From the mailing-list thread: http://gluster.org/pipermail/gluster-users/2012-April/010080.html How reproducible: Every time. Steps to Reproduce: (1) Create a directory on a replica*2 volume. (2) Kill one glusterfsd, create file_a from the client. (3) Use "gluster volume start ... force" to restore normal operation. (4) Kill the *other* glusterfsd, create file_b from the client. (5) Repeat step 3. (6) Call stat on the directory. Actual results: I/O error on the client, changelog flags remain set on servers. Expected results: Conservative merge should cross-heal both files, resulting in both file_a and file_b being present on both servers with no changelog flags set. Actually this point is arguable because the case is indistinguishable from one where files were *deleted* on both bricks, but let's assume for the sake of argument that options are set to allow conservative (i.e. "conserve maximal data") self-heal in these cases.

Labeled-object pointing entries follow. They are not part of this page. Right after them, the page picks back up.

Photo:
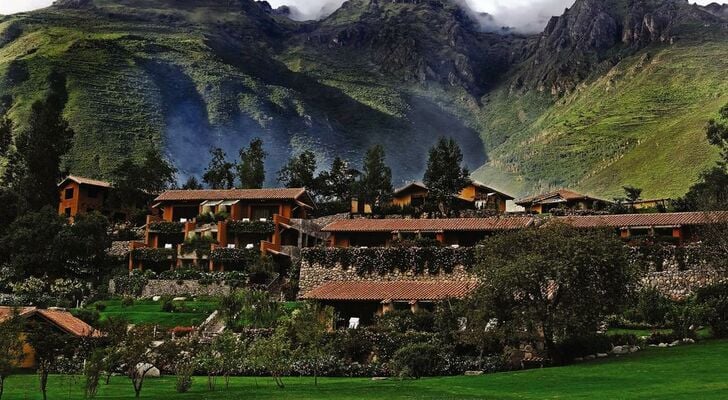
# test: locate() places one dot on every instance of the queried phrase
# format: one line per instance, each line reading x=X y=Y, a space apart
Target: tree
x=338 y=183
x=445 y=178
x=632 y=194
x=11 y=347
x=136 y=353
x=219 y=174
x=49 y=347
x=554 y=281
x=34 y=168
x=375 y=185
x=251 y=167
x=309 y=325
x=273 y=354
x=192 y=184
x=299 y=171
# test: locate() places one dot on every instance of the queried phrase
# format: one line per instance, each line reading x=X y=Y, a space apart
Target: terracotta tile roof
x=413 y=185
x=414 y=225
x=647 y=220
x=85 y=181
x=6 y=312
x=62 y=319
x=232 y=194
x=562 y=193
x=485 y=187
x=391 y=290
x=66 y=321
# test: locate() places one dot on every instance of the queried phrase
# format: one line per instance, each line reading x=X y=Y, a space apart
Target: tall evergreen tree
x=219 y=174
x=35 y=167
x=375 y=185
x=299 y=171
x=445 y=177
x=251 y=167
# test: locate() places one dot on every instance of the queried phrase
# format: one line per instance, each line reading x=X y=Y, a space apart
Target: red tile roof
x=647 y=220
x=391 y=290
x=85 y=181
x=60 y=318
x=563 y=193
x=232 y=194
x=414 y=225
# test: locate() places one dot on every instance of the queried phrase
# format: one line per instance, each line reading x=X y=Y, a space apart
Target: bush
x=715 y=297
x=417 y=360
x=569 y=349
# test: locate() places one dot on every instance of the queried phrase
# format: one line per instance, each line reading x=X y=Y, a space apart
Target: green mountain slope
x=641 y=123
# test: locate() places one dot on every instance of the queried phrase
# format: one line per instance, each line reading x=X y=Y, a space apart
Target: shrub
x=715 y=297
x=417 y=360
x=569 y=349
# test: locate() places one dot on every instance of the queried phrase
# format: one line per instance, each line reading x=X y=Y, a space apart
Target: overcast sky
x=527 y=15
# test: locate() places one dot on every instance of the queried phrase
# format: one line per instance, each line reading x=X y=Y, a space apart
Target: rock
x=152 y=371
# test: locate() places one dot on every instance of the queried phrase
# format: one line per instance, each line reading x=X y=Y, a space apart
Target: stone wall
x=316 y=275
x=675 y=271
x=158 y=287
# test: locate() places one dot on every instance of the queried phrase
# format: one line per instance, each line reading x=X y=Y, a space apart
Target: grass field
x=689 y=372
x=150 y=312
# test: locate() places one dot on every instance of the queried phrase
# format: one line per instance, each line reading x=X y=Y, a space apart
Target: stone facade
x=675 y=271
x=315 y=275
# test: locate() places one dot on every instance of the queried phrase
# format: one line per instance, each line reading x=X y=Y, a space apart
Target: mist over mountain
x=609 y=93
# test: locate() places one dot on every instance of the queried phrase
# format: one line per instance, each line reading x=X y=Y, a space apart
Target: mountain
x=612 y=92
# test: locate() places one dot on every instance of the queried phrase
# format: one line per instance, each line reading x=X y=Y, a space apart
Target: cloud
x=524 y=15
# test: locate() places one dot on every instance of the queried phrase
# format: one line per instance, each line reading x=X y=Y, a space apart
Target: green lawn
x=150 y=312
x=689 y=372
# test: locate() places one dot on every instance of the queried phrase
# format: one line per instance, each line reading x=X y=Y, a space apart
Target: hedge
x=385 y=260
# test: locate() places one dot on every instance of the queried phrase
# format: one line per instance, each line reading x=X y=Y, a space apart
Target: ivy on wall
x=149 y=254
x=259 y=227
x=386 y=260
x=168 y=227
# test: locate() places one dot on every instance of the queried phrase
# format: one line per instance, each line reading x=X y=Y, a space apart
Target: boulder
x=152 y=371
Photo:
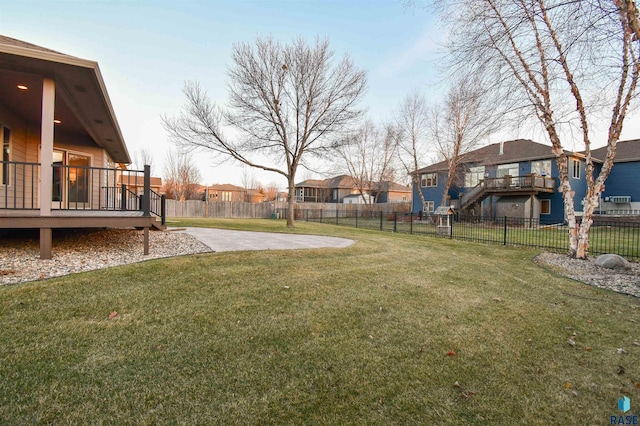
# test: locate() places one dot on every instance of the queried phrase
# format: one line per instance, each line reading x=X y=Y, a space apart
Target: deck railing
x=79 y=188
x=18 y=188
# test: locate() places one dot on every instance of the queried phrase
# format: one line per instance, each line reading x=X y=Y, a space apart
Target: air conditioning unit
x=620 y=199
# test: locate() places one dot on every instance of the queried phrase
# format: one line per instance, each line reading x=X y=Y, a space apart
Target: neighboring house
x=254 y=196
x=224 y=192
x=282 y=197
x=621 y=195
x=60 y=146
x=514 y=178
x=336 y=189
x=364 y=198
x=391 y=192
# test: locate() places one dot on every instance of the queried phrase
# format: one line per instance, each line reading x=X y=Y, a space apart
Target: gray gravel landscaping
x=625 y=281
x=88 y=250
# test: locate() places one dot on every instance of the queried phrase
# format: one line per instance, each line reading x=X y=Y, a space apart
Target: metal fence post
x=451 y=227
x=123 y=197
x=505 y=232
x=163 y=209
x=410 y=222
x=146 y=200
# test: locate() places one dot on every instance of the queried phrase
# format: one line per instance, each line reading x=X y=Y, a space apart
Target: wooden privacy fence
x=195 y=208
x=223 y=209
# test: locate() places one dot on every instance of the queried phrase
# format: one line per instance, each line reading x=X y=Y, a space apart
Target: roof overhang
x=82 y=103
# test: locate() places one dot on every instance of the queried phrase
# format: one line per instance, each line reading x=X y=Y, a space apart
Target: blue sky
x=147 y=49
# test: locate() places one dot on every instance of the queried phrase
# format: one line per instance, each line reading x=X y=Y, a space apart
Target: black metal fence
x=605 y=236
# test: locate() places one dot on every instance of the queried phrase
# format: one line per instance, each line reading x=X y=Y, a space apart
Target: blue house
x=517 y=178
x=621 y=195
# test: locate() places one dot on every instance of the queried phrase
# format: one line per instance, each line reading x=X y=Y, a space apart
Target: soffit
x=82 y=102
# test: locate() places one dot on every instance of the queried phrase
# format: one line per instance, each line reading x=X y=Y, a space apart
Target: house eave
x=80 y=84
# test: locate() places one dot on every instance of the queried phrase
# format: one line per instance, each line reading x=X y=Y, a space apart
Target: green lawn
x=602 y=238
x=362 y=335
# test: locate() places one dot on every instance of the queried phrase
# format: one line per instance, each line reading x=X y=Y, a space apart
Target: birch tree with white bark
x=459 y=124
x=287 y=102
x=569 y=64
x=412 y=119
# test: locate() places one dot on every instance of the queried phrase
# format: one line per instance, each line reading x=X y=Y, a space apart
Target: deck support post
x=45 y=243
x=146 y=240
x=46 y=162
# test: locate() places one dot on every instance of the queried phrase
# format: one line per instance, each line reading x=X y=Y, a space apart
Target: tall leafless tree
x=413 y=125
x=562 y=62
x=460 y=123
x=369 y=155
x=143 y=157
x=181 y=176
x=287 y=102
x=249 y=183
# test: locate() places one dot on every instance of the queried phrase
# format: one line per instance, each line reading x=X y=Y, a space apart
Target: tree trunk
x=590 y=204
x=291 y=202
x=416 y=181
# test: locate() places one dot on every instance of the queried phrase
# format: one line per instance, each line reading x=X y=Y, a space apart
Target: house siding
x=22 y=191
x=489 y=206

Patch submitted. http://review.gluster.com/3161 This is a nasty, ugly, horrible patch. I really hope it's not adopted. However, there is an unusual level of complexity in these code paths, and a concrete "this works no matter how ugly it is" might help others cut through the complexity to see what's necessary as we consider a better fix.
Jeff, This is already handled in 3.2.6p3 release. This is the forward port. It is yet to be accepted. http://review.gluster.com/#change,3091,patchset=2 Pranith
I created a standalone version of Pranith's forward port (i.e. not depending on other patches which seem stuck in the Gerrit queue) and it does seem to work.
Fix to 765587 fixes this.
Verified the fix on 3.3.0qa43. Bug is fixed.